July 7, 2017 | Written by: Dave Millner
Categorized: Cognitive HR | Employee Engagement
Share this post:
My key takeaway from the IBM HR Summit in London were that organizations, and HR functions in particular, are either in the throes of, or are considering a change in strategy given the demands of the automated future of work that we are all facing. This was reinforced throughout by a number of sessions where the focus was on the transformation of the workforce’s experience. This was highlighted at the opening session by IBM where the emphasis was on the role of emerging and evolving “cognitive” technology can have on how employees interact with the organization as they are on-boarded, seek out options regarding their career, access “fit for purpose” learning and provide instant feedback to the organization regarding their insights.

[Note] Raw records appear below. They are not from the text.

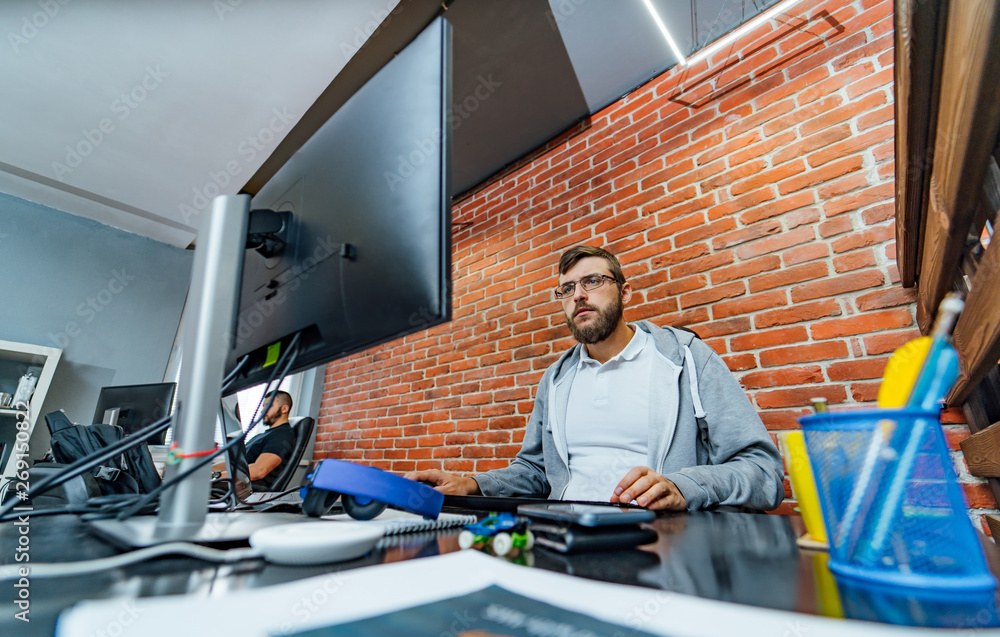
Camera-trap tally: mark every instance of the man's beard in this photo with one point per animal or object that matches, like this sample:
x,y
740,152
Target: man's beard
x,y
599,328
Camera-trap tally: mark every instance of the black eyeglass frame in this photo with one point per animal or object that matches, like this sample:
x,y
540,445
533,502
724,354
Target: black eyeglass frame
x,y
591,288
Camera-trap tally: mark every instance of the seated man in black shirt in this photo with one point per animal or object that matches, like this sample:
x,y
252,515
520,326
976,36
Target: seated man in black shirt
x,y
267,452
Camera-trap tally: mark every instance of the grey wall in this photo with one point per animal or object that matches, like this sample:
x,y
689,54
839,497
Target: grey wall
x,y
109,299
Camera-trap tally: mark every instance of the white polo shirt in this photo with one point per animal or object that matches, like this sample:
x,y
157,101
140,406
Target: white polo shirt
x,y
607,422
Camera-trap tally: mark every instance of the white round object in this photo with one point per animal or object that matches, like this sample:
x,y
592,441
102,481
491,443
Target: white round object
x,y
502,544
466,539
315,542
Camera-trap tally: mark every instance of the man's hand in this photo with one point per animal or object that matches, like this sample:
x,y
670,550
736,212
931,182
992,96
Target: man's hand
x,y
650,490
446,483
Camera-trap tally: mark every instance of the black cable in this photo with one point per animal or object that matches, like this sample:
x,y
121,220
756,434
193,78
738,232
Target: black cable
x,y
104,454
284,366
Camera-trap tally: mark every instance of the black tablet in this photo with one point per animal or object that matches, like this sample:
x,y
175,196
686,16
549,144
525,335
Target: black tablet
x,y
586,514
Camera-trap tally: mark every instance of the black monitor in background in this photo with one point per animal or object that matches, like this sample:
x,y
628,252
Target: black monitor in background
x,y
367,254
133,407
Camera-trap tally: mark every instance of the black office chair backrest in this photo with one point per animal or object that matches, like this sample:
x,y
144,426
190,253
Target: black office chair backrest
x,y
303,434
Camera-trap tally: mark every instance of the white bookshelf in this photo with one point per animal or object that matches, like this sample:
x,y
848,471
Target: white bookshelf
x,y
15,359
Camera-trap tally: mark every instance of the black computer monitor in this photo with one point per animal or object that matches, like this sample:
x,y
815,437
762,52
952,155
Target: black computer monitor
x,y
133,407
367,254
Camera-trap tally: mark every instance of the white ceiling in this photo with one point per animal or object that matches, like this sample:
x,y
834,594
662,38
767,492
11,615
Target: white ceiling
x,y
185,91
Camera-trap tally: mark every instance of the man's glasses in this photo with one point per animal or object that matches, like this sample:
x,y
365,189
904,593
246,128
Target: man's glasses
x,y
589,284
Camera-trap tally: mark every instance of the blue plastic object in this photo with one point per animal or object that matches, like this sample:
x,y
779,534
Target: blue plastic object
x,y
893,508
366,484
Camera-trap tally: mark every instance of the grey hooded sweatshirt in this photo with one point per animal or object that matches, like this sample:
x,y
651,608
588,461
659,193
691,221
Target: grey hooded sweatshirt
x,y
704,434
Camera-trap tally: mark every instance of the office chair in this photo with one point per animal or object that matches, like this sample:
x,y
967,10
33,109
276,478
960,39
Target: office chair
x,y
303,434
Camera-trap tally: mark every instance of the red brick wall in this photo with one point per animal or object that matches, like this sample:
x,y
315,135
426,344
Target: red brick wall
x,y
749,197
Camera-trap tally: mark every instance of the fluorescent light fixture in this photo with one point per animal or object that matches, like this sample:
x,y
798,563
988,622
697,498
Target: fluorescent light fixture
x,y
663,30
737,32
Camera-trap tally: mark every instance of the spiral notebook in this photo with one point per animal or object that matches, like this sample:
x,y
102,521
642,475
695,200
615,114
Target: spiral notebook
x,y
396,522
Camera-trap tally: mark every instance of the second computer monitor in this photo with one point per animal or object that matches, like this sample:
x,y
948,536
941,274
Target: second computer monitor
x,y
133,407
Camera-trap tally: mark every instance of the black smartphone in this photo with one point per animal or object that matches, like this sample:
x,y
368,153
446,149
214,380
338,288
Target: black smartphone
x,y
586,514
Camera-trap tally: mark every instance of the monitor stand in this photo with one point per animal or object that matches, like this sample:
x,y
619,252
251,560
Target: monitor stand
x,y
209,320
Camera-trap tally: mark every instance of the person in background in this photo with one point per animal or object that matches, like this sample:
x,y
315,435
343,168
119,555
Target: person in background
x,y
269,450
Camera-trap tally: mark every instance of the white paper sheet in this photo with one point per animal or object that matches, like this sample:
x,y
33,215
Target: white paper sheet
x,y
374,590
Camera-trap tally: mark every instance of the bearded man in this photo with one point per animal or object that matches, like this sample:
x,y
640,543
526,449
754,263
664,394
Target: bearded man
x,y
632,414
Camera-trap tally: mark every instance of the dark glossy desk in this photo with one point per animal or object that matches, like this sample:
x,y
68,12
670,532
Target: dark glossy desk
x,y
735,557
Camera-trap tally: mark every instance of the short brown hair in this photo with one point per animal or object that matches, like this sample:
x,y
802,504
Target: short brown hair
x,y
280,398
572,256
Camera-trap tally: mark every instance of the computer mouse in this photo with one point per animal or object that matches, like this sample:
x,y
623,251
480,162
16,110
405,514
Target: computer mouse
x,y
315,542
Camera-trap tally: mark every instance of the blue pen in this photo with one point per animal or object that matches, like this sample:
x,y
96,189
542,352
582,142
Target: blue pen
x,y
937,375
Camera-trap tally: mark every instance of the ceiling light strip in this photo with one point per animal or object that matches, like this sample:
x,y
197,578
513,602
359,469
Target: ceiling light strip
x,y
663,30
742,29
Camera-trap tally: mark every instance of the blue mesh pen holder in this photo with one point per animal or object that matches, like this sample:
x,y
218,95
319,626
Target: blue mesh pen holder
x,y
893,509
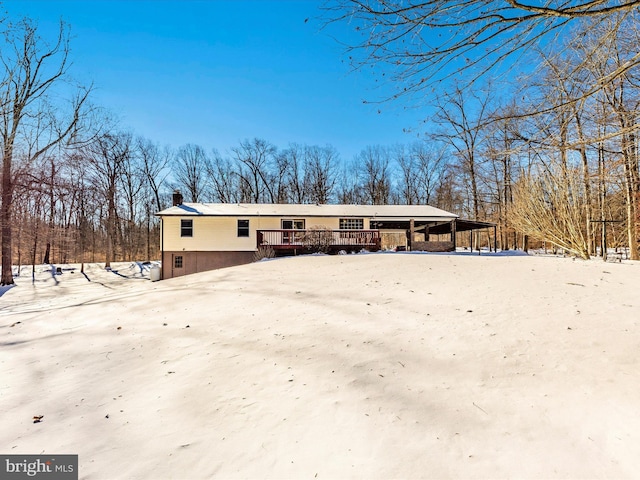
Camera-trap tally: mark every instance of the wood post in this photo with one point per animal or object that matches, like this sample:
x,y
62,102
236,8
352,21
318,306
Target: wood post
x,y
412,230
453,233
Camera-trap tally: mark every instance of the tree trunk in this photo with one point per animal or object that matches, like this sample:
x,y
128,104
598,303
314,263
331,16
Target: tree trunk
x,y
5,218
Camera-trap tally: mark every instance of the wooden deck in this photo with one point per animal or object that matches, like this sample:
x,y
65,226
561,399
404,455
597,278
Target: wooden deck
x,y
298,241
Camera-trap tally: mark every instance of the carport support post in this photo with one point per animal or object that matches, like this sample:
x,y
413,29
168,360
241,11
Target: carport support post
x,y
412,230
453,233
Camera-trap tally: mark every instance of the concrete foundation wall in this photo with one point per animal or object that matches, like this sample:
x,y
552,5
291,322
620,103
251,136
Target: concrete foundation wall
x,y
433,246
195,262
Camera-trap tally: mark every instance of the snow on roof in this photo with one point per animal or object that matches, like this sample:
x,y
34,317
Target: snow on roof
x,y
381,212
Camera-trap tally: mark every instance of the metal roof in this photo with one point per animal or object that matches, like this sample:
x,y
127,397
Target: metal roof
x,y
379,212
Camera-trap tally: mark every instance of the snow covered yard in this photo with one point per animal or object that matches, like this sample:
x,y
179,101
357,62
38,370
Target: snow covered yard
x,y
355,366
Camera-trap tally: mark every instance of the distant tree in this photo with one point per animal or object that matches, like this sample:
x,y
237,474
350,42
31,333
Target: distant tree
x,y
255,158
421,168
108,156
31,122
320,165
373,170
189,169
462,117
424,42
548,205
154,162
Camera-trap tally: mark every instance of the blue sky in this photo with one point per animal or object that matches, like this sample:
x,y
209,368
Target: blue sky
x,y
217,72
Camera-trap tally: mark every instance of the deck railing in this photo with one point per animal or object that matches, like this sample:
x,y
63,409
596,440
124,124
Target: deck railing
x,y
308,239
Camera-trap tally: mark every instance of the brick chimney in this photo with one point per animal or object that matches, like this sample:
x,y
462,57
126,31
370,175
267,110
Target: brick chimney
x,y
177,198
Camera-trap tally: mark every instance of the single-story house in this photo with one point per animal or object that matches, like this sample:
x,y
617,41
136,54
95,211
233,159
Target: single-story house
x,y
196,237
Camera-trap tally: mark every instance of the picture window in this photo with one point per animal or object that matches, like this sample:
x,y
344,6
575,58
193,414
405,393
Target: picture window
x,y
186,228
243,228
351,224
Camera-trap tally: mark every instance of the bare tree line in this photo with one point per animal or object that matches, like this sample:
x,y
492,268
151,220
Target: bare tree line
x,y
77,186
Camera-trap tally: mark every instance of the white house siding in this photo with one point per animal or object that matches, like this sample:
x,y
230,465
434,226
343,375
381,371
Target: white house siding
x,y
220,234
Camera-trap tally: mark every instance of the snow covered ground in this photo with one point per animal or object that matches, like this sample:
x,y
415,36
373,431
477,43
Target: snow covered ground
x,y
388,365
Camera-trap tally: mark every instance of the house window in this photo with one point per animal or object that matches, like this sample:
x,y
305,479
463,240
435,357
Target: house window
x,y
351,224
243,228
293,224
186,228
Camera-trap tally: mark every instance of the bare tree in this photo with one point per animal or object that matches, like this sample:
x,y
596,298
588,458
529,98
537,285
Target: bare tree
x,y
462,117
108,155
256,156
29,122
427,41
320,172
154,162
373,170
224,178
189,168
548,206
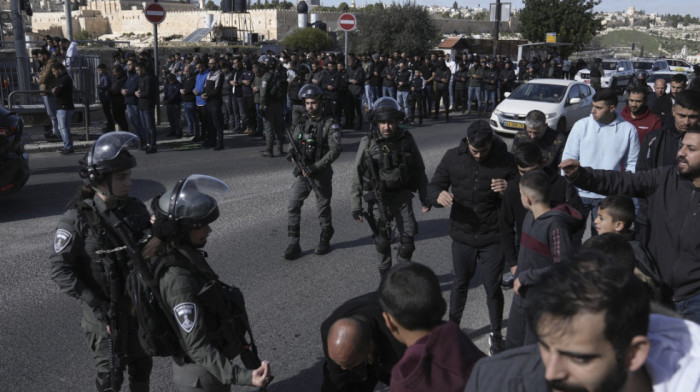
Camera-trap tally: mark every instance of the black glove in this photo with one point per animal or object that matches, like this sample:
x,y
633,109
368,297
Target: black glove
x,y
164,228
100,308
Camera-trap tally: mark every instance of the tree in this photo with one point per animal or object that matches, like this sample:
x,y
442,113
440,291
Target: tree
x,y
308,39
573,20
406,28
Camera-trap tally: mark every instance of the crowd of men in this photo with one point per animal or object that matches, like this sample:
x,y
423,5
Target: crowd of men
x,y
616,312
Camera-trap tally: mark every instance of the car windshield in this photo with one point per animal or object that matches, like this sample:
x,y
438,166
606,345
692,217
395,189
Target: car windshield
x,y
642,65
609,65
539,92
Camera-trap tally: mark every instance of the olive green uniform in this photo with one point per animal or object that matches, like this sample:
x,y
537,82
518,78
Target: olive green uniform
x,y
204,365
399,165
80,272
319,155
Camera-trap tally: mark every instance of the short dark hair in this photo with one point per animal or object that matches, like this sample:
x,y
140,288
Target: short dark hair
x,y
527,154
689,99
616,247
679,78
411,295
640,90
592,283
608,95
620,208
538,182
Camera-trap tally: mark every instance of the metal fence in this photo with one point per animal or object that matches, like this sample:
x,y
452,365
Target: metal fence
x,y
82,69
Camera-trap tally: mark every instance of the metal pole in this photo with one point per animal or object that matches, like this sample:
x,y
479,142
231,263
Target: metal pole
x,y
69,19
20,46
498,26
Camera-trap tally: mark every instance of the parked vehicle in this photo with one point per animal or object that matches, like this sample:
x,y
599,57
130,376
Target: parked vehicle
x,y
562,101
617,74
14,161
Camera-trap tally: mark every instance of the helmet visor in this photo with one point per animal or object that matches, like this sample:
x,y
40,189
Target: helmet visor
x,y
109,145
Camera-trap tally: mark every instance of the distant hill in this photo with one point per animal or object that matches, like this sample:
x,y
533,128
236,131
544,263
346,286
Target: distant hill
x,y
625,39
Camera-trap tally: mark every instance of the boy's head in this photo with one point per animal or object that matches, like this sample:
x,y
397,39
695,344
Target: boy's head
x,y
615,214
411,298
534,188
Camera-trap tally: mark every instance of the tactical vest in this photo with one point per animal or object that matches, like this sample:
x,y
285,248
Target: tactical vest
x,y
394,159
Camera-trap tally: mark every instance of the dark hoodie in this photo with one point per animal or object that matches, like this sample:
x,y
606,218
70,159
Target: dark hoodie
x,y
545,241
440,361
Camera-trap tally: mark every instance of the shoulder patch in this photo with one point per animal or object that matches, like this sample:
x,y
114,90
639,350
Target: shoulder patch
x,y
186,315
61,239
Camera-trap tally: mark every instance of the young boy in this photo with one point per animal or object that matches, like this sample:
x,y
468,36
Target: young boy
x,y
616,214
439,356
545,241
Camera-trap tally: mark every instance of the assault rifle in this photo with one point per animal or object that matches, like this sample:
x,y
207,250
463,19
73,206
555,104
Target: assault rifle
x,y
296,156
376,196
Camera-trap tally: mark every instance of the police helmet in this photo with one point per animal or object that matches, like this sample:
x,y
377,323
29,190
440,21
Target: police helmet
x,y
192,202
310,90
386,108
109,155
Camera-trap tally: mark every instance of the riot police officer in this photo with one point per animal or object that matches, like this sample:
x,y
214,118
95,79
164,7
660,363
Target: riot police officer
x,y
86,266
389,168
317,141
192,290
272,105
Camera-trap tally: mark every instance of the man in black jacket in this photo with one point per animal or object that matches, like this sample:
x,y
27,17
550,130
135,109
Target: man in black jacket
x,y
674,201
147,94
477,171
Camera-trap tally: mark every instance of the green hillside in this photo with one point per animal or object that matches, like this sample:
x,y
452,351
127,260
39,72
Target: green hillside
x,y
625,38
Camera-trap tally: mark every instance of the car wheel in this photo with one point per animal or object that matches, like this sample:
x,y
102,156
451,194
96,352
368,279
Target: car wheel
x,y
561,126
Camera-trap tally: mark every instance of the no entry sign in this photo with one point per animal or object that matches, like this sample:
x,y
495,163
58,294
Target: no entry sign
x,y
155,13
347,22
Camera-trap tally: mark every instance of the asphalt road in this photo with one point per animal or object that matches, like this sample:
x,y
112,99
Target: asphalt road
x,y
43,347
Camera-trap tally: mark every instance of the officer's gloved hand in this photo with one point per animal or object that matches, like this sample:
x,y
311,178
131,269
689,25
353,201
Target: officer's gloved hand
x,y
164,227
357,215
100,308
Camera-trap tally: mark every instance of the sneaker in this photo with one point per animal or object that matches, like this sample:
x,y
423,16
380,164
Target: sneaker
x,y
508,279
292,252
496,344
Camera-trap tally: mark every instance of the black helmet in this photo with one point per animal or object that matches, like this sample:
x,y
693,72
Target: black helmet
x,y
386,108
109,155
192,201
310,90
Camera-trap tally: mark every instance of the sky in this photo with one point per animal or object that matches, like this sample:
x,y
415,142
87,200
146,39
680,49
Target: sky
x,y
680,7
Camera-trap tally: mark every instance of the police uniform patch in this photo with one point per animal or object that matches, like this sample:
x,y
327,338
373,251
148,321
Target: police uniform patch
x,y
186,315
61,239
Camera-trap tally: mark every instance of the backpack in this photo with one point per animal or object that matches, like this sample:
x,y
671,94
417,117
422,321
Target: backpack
x,y
278,86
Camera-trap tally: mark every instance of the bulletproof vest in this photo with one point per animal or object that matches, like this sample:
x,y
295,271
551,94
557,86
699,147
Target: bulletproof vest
x,y
394,159
98,238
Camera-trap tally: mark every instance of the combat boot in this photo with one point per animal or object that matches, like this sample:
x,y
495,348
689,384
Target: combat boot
x,y
324,243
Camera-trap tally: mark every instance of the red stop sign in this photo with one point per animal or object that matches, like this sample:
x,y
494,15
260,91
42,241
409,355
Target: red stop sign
x,y
347,22
155,13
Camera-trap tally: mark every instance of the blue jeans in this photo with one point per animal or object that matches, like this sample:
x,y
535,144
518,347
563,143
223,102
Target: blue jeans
x,y
191,116
135,118
474,92
403,101
388,91
63,119
51,111
689,308
148,118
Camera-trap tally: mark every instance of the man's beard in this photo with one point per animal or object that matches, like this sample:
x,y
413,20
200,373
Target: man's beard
x,y
613,382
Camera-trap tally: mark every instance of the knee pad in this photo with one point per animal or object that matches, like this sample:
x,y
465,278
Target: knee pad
x,y
406,248
382,244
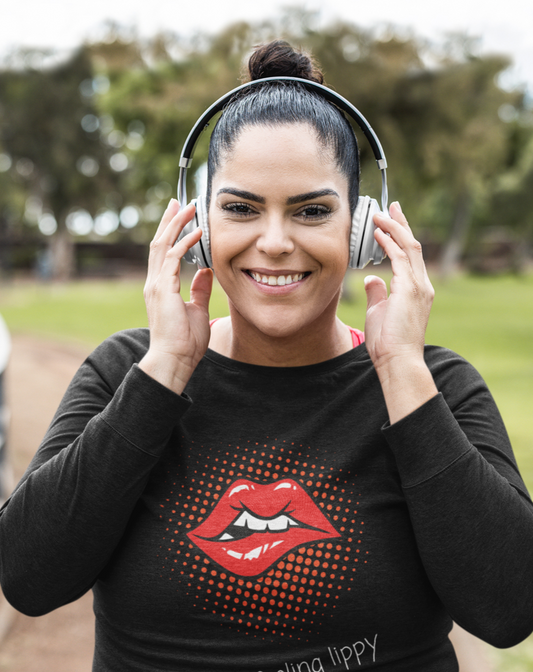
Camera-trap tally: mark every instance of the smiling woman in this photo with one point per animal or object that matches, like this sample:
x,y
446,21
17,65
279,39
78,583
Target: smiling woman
x,y
275,489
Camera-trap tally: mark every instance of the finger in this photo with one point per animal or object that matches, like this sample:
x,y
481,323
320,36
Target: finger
x,y
201,287
376,291
399,245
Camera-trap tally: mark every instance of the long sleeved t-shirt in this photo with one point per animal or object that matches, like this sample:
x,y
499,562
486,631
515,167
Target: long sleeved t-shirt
x,y
270,519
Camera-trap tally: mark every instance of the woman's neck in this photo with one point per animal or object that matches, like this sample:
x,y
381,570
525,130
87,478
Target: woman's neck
x,y
235,338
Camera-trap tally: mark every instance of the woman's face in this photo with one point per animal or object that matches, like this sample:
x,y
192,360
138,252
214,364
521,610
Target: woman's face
x,y
279,221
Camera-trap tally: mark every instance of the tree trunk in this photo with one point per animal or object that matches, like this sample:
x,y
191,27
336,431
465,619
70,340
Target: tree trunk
x,y
454,247
62,255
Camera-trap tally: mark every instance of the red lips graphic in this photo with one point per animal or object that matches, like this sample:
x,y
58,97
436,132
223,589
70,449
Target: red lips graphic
x,y
253,525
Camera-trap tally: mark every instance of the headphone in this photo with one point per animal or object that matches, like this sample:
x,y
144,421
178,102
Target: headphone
x,y
363,246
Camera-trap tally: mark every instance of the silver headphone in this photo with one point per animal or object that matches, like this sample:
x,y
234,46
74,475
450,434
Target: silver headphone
x,y
363,246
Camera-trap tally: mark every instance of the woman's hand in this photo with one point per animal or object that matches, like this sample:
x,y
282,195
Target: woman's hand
x,y
179,331
396,324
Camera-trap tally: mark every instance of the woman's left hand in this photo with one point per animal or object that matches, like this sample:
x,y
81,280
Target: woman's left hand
x,y
396,323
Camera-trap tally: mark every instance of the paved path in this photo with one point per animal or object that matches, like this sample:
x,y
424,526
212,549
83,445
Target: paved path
x,y
63,641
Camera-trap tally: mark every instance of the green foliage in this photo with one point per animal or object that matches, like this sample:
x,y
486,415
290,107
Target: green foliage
x,y
458,144
486,321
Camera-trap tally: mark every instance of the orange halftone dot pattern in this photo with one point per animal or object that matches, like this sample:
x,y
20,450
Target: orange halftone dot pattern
x,y
298,592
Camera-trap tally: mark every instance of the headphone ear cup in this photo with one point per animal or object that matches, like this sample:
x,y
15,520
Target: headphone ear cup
x,y
200,253
363,245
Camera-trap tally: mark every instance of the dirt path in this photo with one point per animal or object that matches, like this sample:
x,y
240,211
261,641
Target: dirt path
x,y
63,641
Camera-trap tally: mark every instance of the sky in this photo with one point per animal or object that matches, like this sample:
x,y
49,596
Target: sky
x,y
504,26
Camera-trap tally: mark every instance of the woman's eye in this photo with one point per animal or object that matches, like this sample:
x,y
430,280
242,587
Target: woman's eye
x,y
314,212
239,209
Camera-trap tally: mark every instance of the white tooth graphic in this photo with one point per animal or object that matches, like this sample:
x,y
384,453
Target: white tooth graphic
x,y
279,523
252,555
234,554
246,520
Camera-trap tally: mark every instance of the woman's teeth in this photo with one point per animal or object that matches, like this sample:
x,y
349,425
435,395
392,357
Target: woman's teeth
x,y
278,280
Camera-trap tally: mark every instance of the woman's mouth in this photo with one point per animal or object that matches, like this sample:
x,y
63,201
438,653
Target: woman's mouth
x,y
253,525
277,280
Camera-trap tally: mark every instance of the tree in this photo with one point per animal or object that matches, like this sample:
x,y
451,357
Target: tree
x,y
49,129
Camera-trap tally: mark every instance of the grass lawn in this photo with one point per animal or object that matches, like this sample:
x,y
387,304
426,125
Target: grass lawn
x,y
487,320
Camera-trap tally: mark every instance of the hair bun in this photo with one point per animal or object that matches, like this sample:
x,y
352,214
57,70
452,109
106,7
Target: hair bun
x,y
280,59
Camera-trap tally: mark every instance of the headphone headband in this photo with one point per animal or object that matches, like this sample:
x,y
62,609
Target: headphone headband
x,y
328,94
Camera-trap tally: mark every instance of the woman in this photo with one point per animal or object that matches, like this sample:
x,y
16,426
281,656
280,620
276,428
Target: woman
x,y
290,498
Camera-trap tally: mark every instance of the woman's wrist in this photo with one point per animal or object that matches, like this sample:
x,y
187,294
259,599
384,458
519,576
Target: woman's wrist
x,y
167,369
407,384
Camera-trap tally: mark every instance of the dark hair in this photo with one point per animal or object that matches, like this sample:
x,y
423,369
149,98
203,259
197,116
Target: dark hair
x,y
278,103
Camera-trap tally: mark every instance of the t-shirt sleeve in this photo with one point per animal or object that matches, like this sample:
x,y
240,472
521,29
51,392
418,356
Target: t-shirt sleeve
x,y
470,510
68,513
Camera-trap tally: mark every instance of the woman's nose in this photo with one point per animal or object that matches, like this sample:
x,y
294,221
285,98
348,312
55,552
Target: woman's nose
x,y
275,239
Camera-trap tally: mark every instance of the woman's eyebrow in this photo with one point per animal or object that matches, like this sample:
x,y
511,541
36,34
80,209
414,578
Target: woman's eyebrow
x,y
241,194
300,198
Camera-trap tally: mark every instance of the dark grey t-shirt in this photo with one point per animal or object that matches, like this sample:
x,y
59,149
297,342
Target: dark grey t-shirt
x,y
271,520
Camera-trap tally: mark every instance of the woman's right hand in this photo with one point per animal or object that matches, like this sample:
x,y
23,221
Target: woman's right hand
x,y
179,331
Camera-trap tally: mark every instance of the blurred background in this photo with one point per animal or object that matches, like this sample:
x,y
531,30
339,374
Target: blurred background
x,y
96,101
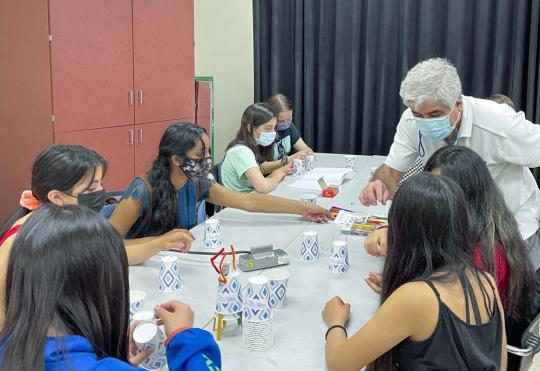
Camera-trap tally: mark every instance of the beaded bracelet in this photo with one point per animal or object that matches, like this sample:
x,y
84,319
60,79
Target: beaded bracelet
x,y
333,327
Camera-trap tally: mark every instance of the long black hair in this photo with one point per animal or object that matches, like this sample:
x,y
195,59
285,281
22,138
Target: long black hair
x,y
491,220
254,116
67,270
178,139
58,167
428,233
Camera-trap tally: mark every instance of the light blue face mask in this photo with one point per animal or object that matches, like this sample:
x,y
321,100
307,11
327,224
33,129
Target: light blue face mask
x,y
284,125
436,128
266,138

The solutions whilst futuristic are actually here today and are being used by some clients as they seek to reinvent the role of HR and ensure that “added value” activities are their focus rather than continued distraction with time consuming operational activities. This was a feature reinforced by Mike Haffenden and the CRF team in their session that focused on how HR can make an impact. The conclusion for me seems to revolve around HR making a mindset and behaviour change in conjunction with new enabling technology.
The employee experience was a strong theme throughout driven by the demands of the future of work; engagement alone it would appear is not enough anymore and whilst not wanting to complicate matters the trends from Tap’s Solutions, EY, IBM and the excellent panel discussion was that simple focused improvement activities with the involvement of the employees is the way to drive a better experience – the days of leaders and managers “knowing what is best for their people” are gone. These high involvement strategies whilst culturally challenging, in some cases, are key to sustaining momentum and change.
No conference would be complete without analytics being mentioned and the key aspects for me are that data will become the new currency that organizations have to get better at collecting and managing. EY provided a great example of their analytics journey focusing on the engagement initiatives that they have focused on over the past few years but even with their great data capability it was clear that data was merely the driver of tangible action and change None of the automation opportunities (such as Cyber Security talent, the Cognitive HR function) will happen without data and the role of HR will evolve with a greater need for insights and future data based perspectives as outlined by KPMG. Watch the video streams now.
The conference, and the excellent workshops, reinforced that the future of work is actually here now and is disrupting the way that organizations are having to respond to external changes that are impacting on their business. Whilst some of these aspects are not controllable, the one element that is achievable is to control the work conditions that all our employees have to operate in – making your organization an even better to place to work is going to be a continual challenge but one that the conference attendees certainly seemed up for!